E nosso jantar-dançante, depois de muita discussão, é com hífen. Chegamos à conclusão de que o “jantar” e o “dançante” estão de mãos dadas.
Acreditamos muitíssimo em mãos dadas aqui no OBA!.
Delícia de texto que cabe diretinho no site deste amigo tão querido e competente!!! Impossível resistir a este convite.
que delicia!!
aqui também tem musica o dia inteiro e a gente canta e as vezes até dança.
as comidas é que não estão sendo mais lá essas coisas, mas a gente come assim mesmo.
e viva a vida, apesar de tudo…
beijo enorme querida, bom (re)ver você aqui, na casa do nosso chef preferido.
Ah, Fal, Fal… você é mesmo de verdade né?
Gostoso… aqui se come tranqueira e coisa boa, depende menos da música do que da vontade louca de comer coisas diferentes ou corriqueiras! Vamos do mambo ao jazz e da canja às ilhas flutuantes!

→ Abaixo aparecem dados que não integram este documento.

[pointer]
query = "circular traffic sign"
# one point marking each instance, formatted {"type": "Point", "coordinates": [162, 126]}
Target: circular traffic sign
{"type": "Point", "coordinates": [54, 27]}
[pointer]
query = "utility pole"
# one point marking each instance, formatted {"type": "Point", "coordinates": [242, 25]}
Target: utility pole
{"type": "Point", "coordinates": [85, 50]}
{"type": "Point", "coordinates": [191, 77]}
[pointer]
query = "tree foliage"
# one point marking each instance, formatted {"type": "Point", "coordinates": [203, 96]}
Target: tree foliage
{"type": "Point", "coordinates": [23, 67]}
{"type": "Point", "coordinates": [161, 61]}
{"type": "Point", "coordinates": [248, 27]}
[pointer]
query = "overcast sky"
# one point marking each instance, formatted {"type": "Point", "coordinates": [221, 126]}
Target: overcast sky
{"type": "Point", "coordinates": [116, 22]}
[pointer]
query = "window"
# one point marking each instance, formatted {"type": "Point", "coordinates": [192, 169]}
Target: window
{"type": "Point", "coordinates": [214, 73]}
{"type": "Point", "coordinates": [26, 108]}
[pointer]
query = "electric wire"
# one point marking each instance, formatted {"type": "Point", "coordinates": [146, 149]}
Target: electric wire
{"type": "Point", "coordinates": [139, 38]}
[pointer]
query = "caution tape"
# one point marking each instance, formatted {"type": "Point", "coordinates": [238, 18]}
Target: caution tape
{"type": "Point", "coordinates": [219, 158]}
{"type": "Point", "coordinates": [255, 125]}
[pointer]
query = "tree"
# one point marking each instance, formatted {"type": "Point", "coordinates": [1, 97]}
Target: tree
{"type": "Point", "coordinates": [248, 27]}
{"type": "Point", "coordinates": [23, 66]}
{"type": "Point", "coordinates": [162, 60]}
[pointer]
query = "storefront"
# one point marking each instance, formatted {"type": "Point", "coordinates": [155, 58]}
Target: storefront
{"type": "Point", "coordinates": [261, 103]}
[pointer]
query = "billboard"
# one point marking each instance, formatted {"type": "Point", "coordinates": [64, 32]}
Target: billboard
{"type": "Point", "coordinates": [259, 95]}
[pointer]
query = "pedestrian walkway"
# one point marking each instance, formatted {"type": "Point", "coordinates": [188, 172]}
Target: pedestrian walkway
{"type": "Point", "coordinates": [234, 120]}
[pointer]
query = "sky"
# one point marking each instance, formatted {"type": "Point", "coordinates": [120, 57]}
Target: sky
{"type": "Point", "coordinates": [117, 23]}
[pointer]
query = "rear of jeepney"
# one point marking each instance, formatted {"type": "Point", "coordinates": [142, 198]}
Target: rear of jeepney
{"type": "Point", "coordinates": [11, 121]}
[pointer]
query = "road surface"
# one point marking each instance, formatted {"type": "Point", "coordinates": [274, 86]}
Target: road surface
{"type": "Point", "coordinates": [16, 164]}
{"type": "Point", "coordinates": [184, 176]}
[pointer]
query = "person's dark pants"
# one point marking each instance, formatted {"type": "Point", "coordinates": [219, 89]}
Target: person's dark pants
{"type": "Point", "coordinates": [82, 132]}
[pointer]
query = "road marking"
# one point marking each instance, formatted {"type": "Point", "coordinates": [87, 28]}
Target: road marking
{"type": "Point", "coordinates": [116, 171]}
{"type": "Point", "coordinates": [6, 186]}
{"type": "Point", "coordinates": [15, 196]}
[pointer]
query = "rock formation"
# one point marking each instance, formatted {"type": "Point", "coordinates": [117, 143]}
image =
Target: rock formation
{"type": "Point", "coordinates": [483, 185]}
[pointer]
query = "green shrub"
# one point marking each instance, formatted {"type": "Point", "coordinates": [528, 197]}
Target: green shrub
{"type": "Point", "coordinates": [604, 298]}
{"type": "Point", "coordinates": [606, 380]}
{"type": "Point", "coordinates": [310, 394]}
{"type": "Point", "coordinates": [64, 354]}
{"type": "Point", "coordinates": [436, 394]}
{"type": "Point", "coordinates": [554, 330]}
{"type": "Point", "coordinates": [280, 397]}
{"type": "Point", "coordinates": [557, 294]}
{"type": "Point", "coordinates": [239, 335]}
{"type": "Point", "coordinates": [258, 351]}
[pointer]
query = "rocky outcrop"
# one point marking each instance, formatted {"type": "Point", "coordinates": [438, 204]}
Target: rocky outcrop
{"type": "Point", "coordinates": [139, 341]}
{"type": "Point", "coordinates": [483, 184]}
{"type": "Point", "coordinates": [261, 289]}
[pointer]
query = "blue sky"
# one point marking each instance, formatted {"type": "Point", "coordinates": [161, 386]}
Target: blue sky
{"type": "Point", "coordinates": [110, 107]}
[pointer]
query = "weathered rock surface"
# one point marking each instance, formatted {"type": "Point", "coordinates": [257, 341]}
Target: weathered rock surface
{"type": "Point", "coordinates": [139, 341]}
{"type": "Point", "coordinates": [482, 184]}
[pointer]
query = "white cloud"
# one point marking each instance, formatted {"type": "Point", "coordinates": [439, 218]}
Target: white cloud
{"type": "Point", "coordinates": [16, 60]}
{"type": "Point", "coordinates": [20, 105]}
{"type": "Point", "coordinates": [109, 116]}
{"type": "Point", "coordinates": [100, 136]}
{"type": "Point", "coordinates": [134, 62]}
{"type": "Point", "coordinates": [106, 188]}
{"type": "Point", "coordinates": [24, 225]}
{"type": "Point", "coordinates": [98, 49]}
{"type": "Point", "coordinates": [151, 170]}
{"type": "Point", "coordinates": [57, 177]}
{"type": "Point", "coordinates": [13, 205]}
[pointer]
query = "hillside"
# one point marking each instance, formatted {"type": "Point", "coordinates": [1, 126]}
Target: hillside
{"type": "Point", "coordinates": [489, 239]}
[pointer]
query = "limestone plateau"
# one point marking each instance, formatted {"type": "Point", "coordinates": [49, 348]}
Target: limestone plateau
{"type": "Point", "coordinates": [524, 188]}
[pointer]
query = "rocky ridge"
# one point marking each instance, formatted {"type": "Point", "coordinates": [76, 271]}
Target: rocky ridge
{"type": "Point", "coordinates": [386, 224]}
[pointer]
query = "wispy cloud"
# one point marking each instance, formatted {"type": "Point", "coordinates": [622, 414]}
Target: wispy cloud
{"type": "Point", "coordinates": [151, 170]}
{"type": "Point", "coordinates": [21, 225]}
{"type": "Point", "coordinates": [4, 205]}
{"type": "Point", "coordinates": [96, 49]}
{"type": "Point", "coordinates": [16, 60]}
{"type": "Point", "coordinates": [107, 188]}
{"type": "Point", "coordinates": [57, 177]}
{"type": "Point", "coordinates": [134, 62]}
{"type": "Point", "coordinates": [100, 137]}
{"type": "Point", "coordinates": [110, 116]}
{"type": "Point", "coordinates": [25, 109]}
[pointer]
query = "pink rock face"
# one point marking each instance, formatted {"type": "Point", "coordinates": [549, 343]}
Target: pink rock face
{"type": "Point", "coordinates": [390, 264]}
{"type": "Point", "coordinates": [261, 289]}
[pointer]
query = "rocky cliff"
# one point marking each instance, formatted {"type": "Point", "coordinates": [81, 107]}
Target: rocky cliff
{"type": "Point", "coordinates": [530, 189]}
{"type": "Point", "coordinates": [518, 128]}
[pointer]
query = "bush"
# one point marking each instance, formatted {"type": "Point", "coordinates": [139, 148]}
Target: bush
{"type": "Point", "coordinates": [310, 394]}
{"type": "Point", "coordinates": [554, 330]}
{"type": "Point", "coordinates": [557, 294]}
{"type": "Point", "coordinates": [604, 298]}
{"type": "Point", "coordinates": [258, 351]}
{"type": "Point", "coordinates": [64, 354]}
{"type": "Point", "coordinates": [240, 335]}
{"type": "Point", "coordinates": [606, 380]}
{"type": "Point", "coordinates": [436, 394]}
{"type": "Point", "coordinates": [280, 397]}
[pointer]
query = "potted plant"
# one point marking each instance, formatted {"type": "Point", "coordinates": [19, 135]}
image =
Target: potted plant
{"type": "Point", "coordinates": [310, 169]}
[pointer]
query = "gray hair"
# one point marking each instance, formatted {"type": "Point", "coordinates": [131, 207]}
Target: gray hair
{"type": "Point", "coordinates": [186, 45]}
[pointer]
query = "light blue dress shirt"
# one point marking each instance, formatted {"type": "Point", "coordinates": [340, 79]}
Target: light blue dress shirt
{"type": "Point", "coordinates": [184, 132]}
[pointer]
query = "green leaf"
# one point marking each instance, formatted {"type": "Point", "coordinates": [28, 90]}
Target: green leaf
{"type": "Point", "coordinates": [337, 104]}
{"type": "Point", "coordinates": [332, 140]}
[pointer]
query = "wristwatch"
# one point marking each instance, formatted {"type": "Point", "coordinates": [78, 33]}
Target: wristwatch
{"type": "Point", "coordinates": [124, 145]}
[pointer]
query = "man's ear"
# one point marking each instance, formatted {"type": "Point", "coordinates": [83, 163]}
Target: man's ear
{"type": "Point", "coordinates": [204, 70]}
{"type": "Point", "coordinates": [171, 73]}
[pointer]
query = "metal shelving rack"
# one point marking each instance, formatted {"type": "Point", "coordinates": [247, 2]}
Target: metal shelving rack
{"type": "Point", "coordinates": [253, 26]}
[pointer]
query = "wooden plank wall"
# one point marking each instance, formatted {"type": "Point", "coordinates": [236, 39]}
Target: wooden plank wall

que alegria, que alegria, que alegria! 🙂
Viva!
Beijos!
Fal, neste delicioso texto (acho que eu já disse umas 1.751,4 vezes que seus textos são deliciosos, não disse?), você apresenta ao leitor situações extremamente singelas, envolvendo comidas e pessoas. Todavia, faz com ambas um verdadeiro banquete: um banquete. de palavras,. Um Banquete Literário!